A bipartisan group of voters added to the list of redistricting lawsuits this week, filing a case in federal court challenging the Fair Districts amendments of the Florida Constitution as unconstitutional. The group, which includes some Alachua-based Republicans who call themselves the “Conservative Coalition for Free Speech and Association,” is suing Secretary of State Ken Detzner in an attempt to invalidate the anti-gerrymandering amendments approved by voters in 2010. Several members of the Alachua coalition fought the release of their private emails in pending redistricting lawsuits, claiming it violates their First Amendment rights. The court ordered the release of a limited number of those documents, which showed that many of them were political operatives engaged in what the court called a “shadow redistricting” process that aimed to influence the Legislature’s drawing of its maps in a way that favored Republicans.

Florida: Democrats push independent commission amid redistricting mess | Orlando Sentinel

With the Legislature having trouble redrawing new political districts, the job should be given to an independent commission as other states have done, Democrats argue. But Republicans, in charge of the Legislature and whose redistricting efforts have resulted in a legal quagmire, aren’t ready to give up the job. Although such commissions have been used in other states for years, only within the past two redistricting cycles have states pushed for more independence for them. But impartiality can be hard to achieve. “The catch is how you define independent,” said Tim Storey, state legislative elections expert for the National Conference of State Legislatures. “Some of these commissions are just as partisan as the Legislature.”
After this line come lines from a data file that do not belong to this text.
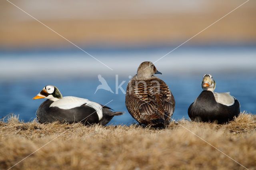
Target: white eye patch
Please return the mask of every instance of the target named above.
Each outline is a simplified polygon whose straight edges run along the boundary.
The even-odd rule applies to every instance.
[[[46,86],[45,89],[49,94],[52,94],[54,91],[54,87],[52,85]]]

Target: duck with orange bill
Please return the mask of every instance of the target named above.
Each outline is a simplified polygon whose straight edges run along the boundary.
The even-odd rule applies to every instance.
[[[59,121],[105,125],[114,116],[124,113],[112,112],[107,106],[86,99],[73,96],[62,97],[58,88],[52,85],[45,86],[33,98],[38,99],[47,99],[41,104],[36,112],[38,120],[41,123]]]
[[[210,74],[206,74],[201,83],[203,91],[188,108],[192,121],[212,122],[221,124],[234,119],[240,113],[238,101],[229,92],[214,91],[216,83]]]

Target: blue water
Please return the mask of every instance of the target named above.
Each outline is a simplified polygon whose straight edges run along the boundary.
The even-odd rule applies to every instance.
[[[236,47],[228,50],[185,49],[156,63],[163,73],[158,77],[168,85],[176,101],[172,118],[188,119],[188,108],[202,91],[200,82],[206,73],[213,76],[216,82],[215,91],[230,92],[239,101],[242,111],[256,113],[256,75],[254,69],[256,50],[244,48],[240,51]],[[126,113],[115,117],[109,124],[130,125],[136,122],[125,107],[125,95],[120,89],[118,94],[116,93],[116,75],[118,76],[118,85],[126,81],[122,86],[125,91],[128,76],[136,73],[141,61],[154,61],[168,52],[168,49],[151,49],[150,53],[142,49],[91,52],[109,64],[114,71],[76,51],[48,51],[44,55],[30,51],[0,53],[0,118],[13,113],[25,122],[32,121],[44,99],[32,98],[44,86],[52,85],[58,87],[63,96],[85,98],[102,105],[113,100],[107,105]],[[128,62],[130,59],[134,61]],[[102,89],[94,94],[100,84],[97,77],[99,73],[114,94]]]

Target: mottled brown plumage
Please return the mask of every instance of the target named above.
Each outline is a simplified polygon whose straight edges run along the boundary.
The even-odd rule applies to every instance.
[[[174,110],[175,101],[168,86],[154,74],[162,74],[149,61],[142,63],[127,85],[125,104],[140,124],[164,127]]]

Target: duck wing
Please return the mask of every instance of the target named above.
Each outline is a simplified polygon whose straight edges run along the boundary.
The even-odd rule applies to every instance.
[[[213,93],[215,100],[217,103],[229,106],[234,105],[235,98],[230,94],[229,92]]]
[[[145,83],[139,82],[134,88],[135,97],[139,99],[138,110],[141,118],[148,121],[160,119],[168,122],[175,106],[174,98],[169,87],[158,78],[143,81]],[[146,89],[144,88],[145,83]]]
[[[76,107],[82,107],[83,105],[94,109],[96,111],[100,120],[102,118],[102,110],[100,105],[86,99],[74,96],[66,96],[54,101],[50,105],[50,107],[58,107],[63,109],[69,109]]]

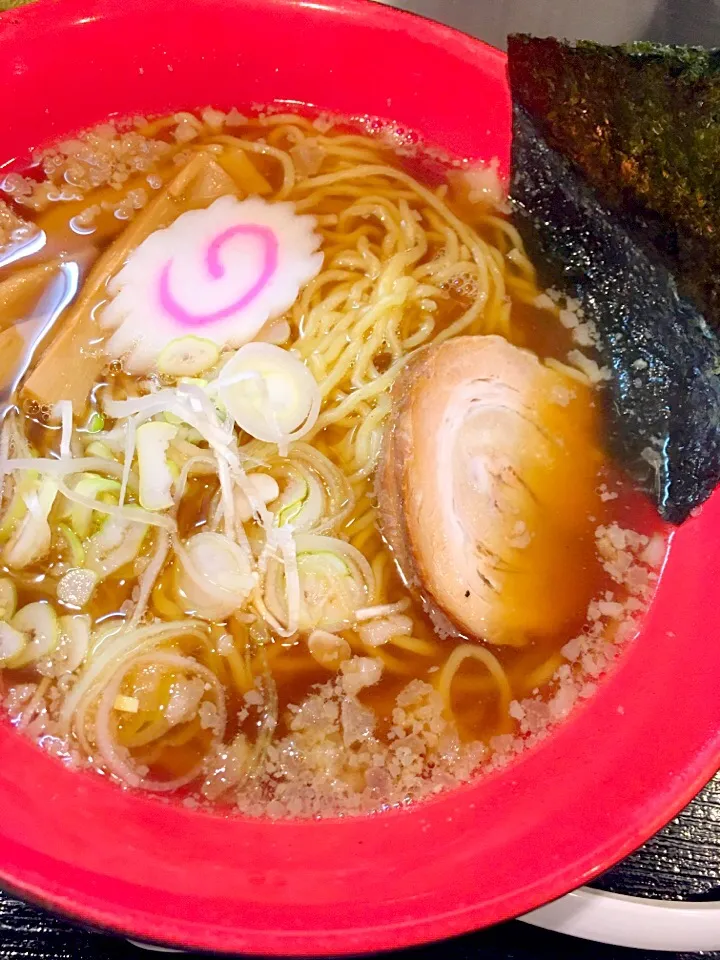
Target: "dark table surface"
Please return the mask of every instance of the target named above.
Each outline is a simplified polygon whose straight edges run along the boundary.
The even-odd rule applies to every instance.
[[[647,39],[720,46],[720,0],[394,0],[392,5],[442,20],[496,46],[504,46],[505,36],[515,30],[605,43]],[[669,900],[720,900],[720,774],[679,817],[595,885]],[[152,956],[162,954],[77,929],[0,893],[2,960],[148,960]],[[395,956],[407,960],[681,960],[698,955],[591,944],[513,921]],[[720,952],[703,956],[720,960]]]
North Carolina: Redistricting foes return to state Supreme Court as justices weigh Alabama case | Daily Journal

North Carolina’s boundaries for General Assembly and congressional seats were drawn four years ago by Republican legislators and have been used in the past two election cycles, helping bolster GOP electoral gains. Yet the initial litigation that called the role race played in forming the districts discriminatory and illegal remains unresolved. Combined lawsuits filed by election and civil rights groups and Democratic voters are back at the state Supreme Court. Justices will hear arguments Monday whether they should change their majority ruling from eight months ago that upheld the maps now that there’s a new U.S. Supreme Court decision. The nation’s highest court told North Carolina state judges in April to reconsider the case through the lens of its March decision. The U.S. justices found Alabama legislators relied too much on “mechanical” numerical percentages while drawing legislative districts in which blacks comprised a majority of the population.

Alabama: Federal court asks plaintiffs to draw Alabama legislative district plan | AL.com

A three-judge federal court today asked plaintiffs who claim Alabama’s legislative districts are racially gerrymandered if they could draw a new plan that would strike the delicate balance of protecting majority black districts while not using race as the main factor. Presiding Judge Bill Pryor called that the “$64,000 question” during today’s hearing in the technical, complex case sent back to the three-judge court by the U.S. Supreme Court. The case concerns Alabama’s 140 legislative districts, redrawn by a Republican-led Legislature in 2012, as is done after after 10-year census. The plan was used in last year’s elections.

Florida: Judge Doesn’t Settle Bitter Dispute Over Florida’s Redistricting Plan | The New York Times

A Leon County judge on Tuesday postponed a decision about Florida’s still incomplete congressional redistricting map after Republican legislative leaders failed to agree on how to redraw the boundaries. During a hearing, Judge Terry P. Lewis of Florida’s Second Circuit Court said he did not have the authority to resolve the map dispute without the approval of the Florida Supreme Court, which ruled in July that the current redistricting map was unconstitutional. The judge said he would send a request for guidance to the State Supreme Court on Wednesday.